Controls
Establish a control framework for information management, which may include ways to monitor effectiveness and efficiency, manage change, and control access, as well as guidance on data and information use.
Improvement Planning
Practices-Outcomes-Metrics (POM)
Representative POMs are described for Controls at each level of maturity.
- 1Initial
- Practices
- Define access to systems and data to meet specific purposes.
- Define and implement controls to meet specific purposes.
- Outcomes
- System and data access is inconsistent and/or inefficient.
- Controls are often inappropriate, ineffective and/or inefficient.
- Metrics
- A ratio of systems and data sources to which ANY access controls exists vs. those which no access control exists, e.g.: access is either defined by a generic role requirement or is undefined (i.e.: everyone, or large numbers have access for no apparent reason).
- % of identified risks for which controls exist (risk may be the movement of data to an insecure device, e.g.: USB disk; a control prevents it from happening)
- 2Basic
- Practices
- Define access to systems and data criteria based on data value and position in life cycle(s).
- Define controls and control test methods and begin testing.
- Outcomes
- Increasing confidence that data is being appropriately protected.
- Confidence that appropriate and effective controls are being applied to some data.
- Metrics
- A ratio of systems and data sources to which basic controls exists vs. those which specific control exists, e.g.: access is either defined by a generic role requirement or by a specific role requirement.

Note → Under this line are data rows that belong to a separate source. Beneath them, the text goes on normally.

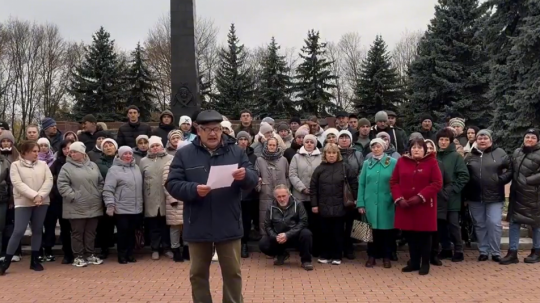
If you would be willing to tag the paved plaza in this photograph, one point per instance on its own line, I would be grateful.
(165, 281)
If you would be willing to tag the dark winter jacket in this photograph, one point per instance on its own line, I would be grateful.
(326, 188)
(163, 130)
(250, 195)
(104, 163)
(291, 151)
(128, 133)
(94, 154)
(524, 207)
(489, 172)
(217, 216)
(397, 135)
(289, 220)
(444, 194)
(55, 170)
(89, 139)
(55, 141)
(459, 174)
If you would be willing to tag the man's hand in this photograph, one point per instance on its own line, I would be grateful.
(239, 174)
(38, 200)
(281, 238)
(203, 190)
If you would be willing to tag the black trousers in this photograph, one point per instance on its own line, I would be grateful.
(159, 231)
(105, 232)
(419, 247)
(246, 218)
(347, 240)
(332, 238)
(436, 238)
(270, 247)
(314, 226)
(381, 247)
(126, 225)
(49, 235)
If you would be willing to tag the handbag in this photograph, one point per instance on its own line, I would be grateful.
(349, 201)
(362, 230)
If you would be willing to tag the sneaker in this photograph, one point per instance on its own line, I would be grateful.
(307, 266)
(94, 260)
(79, 262)
(169, 254)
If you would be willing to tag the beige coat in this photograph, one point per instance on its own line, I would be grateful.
(174, 213)
(30, 180)
(153, 192)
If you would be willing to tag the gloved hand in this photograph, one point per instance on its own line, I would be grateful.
(110, 211)
(414, 200)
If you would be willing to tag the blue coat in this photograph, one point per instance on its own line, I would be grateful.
(218, 216)
(374, 192)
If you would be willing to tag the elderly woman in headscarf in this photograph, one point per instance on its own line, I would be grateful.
(273, 170)
(266, 131)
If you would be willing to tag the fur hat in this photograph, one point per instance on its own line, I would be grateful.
(78, 147)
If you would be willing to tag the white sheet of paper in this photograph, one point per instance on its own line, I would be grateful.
(221, 176)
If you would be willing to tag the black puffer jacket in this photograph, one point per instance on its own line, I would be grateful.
(489, 172)
(524, 205)
(289, 220)
(128, 133)
(326, 188)
(250, 195)
(163, 130)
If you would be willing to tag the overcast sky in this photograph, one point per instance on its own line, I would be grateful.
(256, 21)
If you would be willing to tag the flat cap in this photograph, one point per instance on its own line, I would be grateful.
(209, 116)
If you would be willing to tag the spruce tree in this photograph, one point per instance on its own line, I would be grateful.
(233, 80)
(141, 84)
(98, 83)
(378, 84)
(314, 78)
(513, 41)
(450, 75)
(275, 85)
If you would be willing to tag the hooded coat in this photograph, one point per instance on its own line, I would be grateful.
(163, 129)
(524, 207)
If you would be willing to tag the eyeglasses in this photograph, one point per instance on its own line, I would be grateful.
(209, 130)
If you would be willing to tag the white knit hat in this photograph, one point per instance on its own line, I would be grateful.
(110, 141)
(78, 147)
(184, 119)
(155, 140)
(44, 141)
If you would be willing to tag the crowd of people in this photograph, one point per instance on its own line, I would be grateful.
(291, 189)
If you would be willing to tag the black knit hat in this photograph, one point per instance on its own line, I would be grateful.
(532, 131)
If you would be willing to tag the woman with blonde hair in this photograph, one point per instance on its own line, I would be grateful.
(326, 189)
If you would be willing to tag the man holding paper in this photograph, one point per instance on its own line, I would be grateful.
(212, 215)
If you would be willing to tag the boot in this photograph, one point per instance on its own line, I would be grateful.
(534, 257)
(244, 253)
(34, 261)
(510, 258)
(434, 259)
(5, 264)
(177, 255)
(185, 253)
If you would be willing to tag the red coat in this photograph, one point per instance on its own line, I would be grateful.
(410, 178)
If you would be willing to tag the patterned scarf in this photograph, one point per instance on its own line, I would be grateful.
(271, 156)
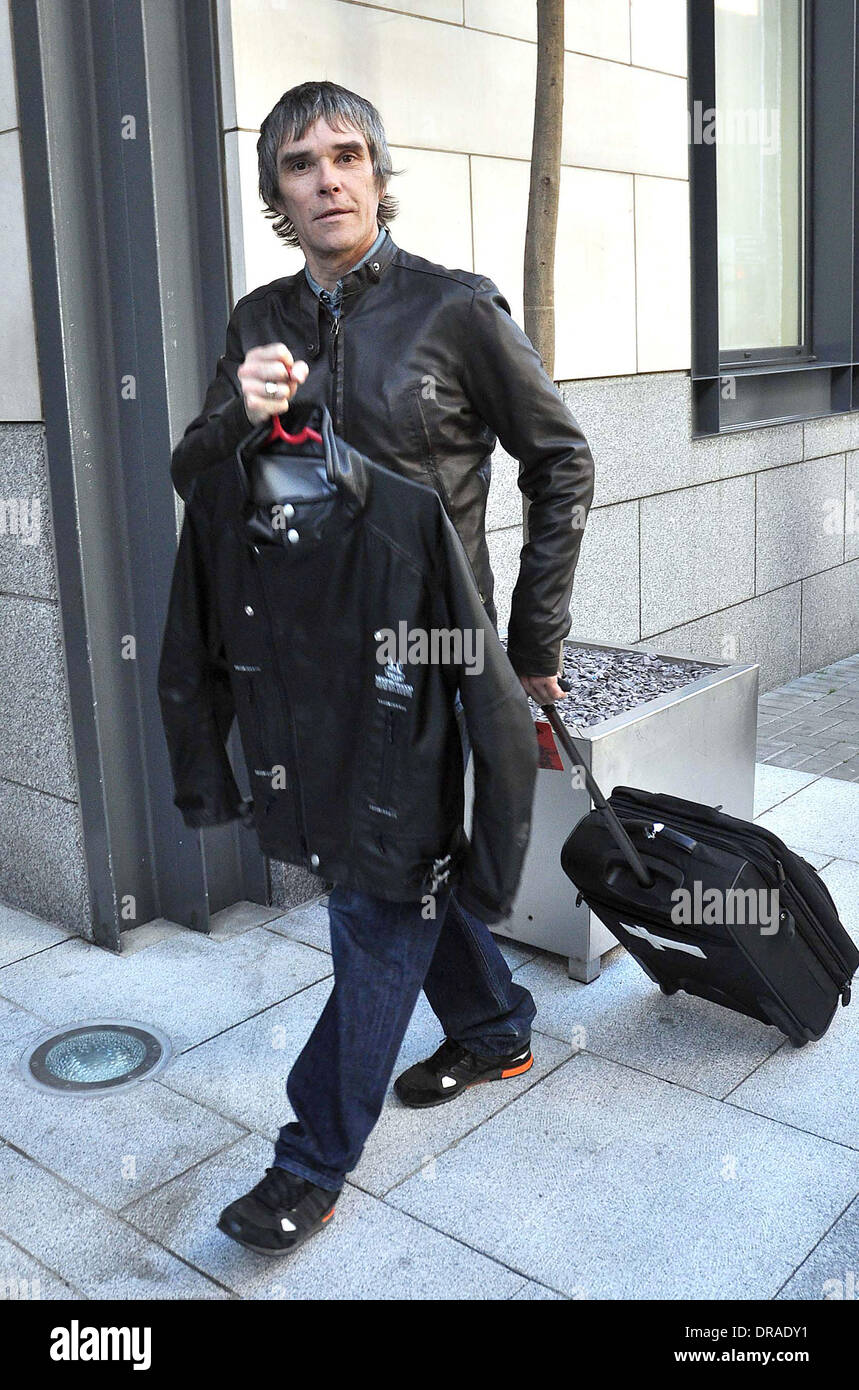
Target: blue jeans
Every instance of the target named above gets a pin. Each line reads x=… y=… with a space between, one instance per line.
x=384 y=954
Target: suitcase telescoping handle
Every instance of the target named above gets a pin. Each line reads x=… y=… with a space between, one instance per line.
x=615 y=827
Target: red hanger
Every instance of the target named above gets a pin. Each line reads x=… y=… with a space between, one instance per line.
x=278 y=432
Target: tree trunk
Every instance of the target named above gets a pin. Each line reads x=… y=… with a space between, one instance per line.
x=545 y=185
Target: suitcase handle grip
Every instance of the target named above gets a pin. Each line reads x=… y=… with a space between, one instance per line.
x=615 y=827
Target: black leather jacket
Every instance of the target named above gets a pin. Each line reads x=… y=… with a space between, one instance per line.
x=421 y=374
x=356 y=766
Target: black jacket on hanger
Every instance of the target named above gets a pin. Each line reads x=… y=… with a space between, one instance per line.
x=296 y=559
x=423 y=373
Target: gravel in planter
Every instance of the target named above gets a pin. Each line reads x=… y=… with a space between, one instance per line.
x=608 y=681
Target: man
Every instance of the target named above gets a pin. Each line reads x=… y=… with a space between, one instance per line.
x=421 y=369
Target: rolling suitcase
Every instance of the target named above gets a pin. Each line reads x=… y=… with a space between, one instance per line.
x=710 y=904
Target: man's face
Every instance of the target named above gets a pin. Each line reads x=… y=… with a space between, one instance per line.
x=328 y=170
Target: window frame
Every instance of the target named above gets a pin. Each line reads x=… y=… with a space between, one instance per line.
x=830 y=241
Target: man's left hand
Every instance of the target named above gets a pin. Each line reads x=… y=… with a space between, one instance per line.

- Generic roles are broad and may map across multiple business units.
- More specific roles are required to grant access only to those roles which require it.
- % of identified risks for which tested controls exist (control must be implemented and tested).
- 3Intermediate
- Practices
- Develop a formal process for agreeing, implementing and reviewing access by job role to data.
- Use a formal process to determine relevant controls based on master data management and strategic business objectives.
- Outcomes
- Data access is defined, applied and managed efficiently and effectively.
- Controls are relevant to the value of data and are effective.
- Metrics
- A ratio of systems and data sources to which basic controls exists vs. those for which specific control exists, e.g.: access is defined by a specific role in all cases, but this metric measures the iterative review part of the cycle.
- % of identified risks for which tested controls exist that are matched to data categories.
- 4Advanced
- Practices
- Develop a formal, automated process for agreeing, implementing and reviewing access by job role to data.
- Develop and apply relevant controls based on mature risk management activities.
- Outcomes
- Consistent and effective access management.
- Controls can be applied efficiently and consistently.
- Increasing control and consistency is reducing process variance and improving data quality.
- Metrics
- A ratio of systems and data sources to which basic-time-bound manual control exists vs. those with automated control/expiry of access.
- % of identified risks for which tested controls exist that are developed by risk management process
- 5Optimized
- Practices
- Determine and apply access controls across the business ecosystem that are efficient and effective.
- Determine controls based on evolving strategic, risk and technical factors.
- Automate the application of controls based on agreed risk tolerance factors.
- Outcomes
- Consistent and effective access management across the business ecosystem.
- Controls are effective and efficient across the business ecosystem.
- Metrics
- A ratio of business units which have adopted specific-time-bound controls with automated expiry of access versus those without automated expiry.
- % of identified risks for which tested, automated controls exist that are developed by evolving factors.